So when I was faced with buying jeans that actually fit my body, I’d had experience in picking sizes that didn’t fit and knowing the number on the tag didn’t equate to my worth. And I’d heard the comments about how it didn’t matter if I was starving as long as I was skinny, and the skinny shaming of my growing up years where people bashed other people with different body types to feel better about their own.
And so I did what I thought I had to do to fit in, what I’d been trained to do. I started telling lies about my beautiful body. I made jokes at my own expense. If I overheard comments about me, I joined in the laughter. And every minute of it made me feel like I was dying that much more, but I did it anyway because that’s what I’d been trained to do if I wanted to belong.
Existing in a sick body has taught me that bodies are so much more than what they look like, and also that the only thing people see is what they look like. I struggle with body issues now just as much as I did then. I look in the mirror and my perception is so twisted I’m not entirely sure if I’m even seeing an accurate reflection of myself. I’m working on loving my body, but it is hard work.

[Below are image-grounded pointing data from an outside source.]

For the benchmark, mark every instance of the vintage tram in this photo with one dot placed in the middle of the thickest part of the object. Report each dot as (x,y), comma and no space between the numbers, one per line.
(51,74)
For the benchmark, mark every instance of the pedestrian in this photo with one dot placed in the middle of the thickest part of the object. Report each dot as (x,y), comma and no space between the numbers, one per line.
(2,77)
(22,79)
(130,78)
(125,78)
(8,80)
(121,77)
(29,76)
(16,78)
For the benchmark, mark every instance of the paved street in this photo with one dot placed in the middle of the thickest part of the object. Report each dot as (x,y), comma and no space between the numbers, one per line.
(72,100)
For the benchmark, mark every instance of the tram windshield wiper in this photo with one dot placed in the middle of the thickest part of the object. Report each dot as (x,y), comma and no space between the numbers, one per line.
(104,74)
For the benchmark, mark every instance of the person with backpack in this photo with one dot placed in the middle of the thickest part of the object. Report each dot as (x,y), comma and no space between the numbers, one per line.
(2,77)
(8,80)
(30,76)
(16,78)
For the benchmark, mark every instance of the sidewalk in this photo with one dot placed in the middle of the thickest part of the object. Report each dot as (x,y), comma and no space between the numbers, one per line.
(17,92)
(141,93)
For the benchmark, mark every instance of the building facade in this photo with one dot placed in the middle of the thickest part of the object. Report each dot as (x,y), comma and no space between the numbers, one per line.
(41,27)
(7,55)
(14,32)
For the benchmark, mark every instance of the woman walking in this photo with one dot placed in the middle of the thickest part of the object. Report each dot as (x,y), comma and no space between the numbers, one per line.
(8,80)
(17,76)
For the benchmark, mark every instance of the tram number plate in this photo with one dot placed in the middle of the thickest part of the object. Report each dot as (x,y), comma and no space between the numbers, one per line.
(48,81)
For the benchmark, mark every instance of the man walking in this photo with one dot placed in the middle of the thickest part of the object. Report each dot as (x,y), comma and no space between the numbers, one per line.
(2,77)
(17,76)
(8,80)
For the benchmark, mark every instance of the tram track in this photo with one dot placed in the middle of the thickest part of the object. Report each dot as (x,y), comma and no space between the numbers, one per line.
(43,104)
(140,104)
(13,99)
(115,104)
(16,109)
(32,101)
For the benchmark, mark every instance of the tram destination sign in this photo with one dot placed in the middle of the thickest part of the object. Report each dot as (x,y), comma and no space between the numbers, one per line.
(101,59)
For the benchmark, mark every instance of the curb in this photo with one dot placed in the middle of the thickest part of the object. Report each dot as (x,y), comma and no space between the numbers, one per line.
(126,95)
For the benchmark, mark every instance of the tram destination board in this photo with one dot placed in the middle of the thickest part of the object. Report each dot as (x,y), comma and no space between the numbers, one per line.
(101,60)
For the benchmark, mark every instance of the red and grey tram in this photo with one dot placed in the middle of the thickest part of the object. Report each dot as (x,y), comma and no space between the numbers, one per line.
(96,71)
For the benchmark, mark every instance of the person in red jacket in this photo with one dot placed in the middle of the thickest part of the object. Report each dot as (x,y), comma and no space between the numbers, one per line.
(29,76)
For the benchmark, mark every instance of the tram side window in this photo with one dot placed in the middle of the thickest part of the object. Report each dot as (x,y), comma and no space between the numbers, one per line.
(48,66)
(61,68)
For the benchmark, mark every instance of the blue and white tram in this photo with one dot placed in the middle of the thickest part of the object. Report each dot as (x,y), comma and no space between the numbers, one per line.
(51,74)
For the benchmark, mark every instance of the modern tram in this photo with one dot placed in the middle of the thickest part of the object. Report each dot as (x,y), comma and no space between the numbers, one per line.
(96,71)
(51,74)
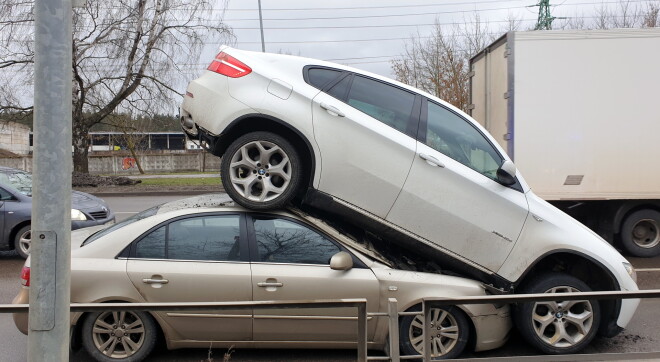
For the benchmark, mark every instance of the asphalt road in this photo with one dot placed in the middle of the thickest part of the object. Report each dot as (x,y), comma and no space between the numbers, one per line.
(642,334)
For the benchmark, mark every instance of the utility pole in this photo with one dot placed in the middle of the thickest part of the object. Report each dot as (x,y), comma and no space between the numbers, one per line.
(50,250)
(545,19)
(261,26)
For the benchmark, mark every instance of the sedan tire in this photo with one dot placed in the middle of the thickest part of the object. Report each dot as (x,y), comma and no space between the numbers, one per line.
(450,330)
(22,241)
(119,336)
(261,171)
(558,327)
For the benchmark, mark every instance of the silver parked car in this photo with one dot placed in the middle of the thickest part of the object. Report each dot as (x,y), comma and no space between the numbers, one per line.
(199,250)
(16,210)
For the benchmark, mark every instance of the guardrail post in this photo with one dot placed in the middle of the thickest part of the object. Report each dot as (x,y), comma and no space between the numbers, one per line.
(393,311)
(426,336)
(362,332)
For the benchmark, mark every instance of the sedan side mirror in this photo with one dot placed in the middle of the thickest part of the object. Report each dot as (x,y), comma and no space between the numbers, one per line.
(506,174)
(341,261)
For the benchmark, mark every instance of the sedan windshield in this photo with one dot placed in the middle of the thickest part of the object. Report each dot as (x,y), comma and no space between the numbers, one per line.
(21,181)
(139,216)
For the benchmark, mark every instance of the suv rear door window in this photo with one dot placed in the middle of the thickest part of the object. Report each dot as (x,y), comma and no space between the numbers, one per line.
(319,77)
(388,104)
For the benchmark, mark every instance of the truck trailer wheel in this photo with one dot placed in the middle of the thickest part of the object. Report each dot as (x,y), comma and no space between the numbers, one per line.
(640,233)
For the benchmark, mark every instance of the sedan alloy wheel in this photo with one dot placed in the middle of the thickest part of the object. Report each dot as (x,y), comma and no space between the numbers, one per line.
(448,331)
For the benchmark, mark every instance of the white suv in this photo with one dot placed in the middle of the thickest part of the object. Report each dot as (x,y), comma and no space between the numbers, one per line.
(413,170)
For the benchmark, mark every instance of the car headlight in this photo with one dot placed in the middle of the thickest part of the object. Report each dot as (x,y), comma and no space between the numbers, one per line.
(77,215)
(631,271)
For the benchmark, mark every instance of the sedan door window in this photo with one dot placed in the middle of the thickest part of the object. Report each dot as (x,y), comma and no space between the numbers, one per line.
(388,104)
(214,238)
(455,137)
(284,241)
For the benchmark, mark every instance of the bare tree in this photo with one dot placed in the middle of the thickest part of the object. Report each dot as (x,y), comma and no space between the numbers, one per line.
(126,56)
(440,64)
(651,15)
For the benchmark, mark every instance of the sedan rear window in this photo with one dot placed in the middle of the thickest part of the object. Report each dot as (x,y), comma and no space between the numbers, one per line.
(320,77)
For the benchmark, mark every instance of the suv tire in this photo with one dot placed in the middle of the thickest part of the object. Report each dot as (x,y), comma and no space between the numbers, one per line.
(261,171)
(558,327)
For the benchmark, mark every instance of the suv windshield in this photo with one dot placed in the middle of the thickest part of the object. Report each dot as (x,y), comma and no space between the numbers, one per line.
(139,216)
(21,181)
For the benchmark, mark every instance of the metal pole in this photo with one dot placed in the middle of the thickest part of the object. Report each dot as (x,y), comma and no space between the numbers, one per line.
(426,332)
(393,311)
(362,332)
(51,188)
(261,26)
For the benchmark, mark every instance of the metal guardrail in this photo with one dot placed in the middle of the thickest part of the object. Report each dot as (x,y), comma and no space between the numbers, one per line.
(393,315)
(359,303)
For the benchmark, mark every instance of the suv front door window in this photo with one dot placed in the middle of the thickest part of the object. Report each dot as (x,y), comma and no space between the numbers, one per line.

“Here’s the thing, the first limiting thought we have is always the conditioned thought. Its the story that was handed to us by family, culture, patriarchy… We know this voice in our head by heart so we think its our own thoughts but its actually the ones we inhereited. Now my practice is to notice my mean conditioned thought when it pops in, name it and speak love and truth to the lie with as much compassion and kindness as possible.”
“I just lied about my body. I just told a complete bullshit story. And then I look in the mirror and say Oh sweet body, i’m sorry i just lied about you. You are so beautiful, wise and strong. I love you so much.”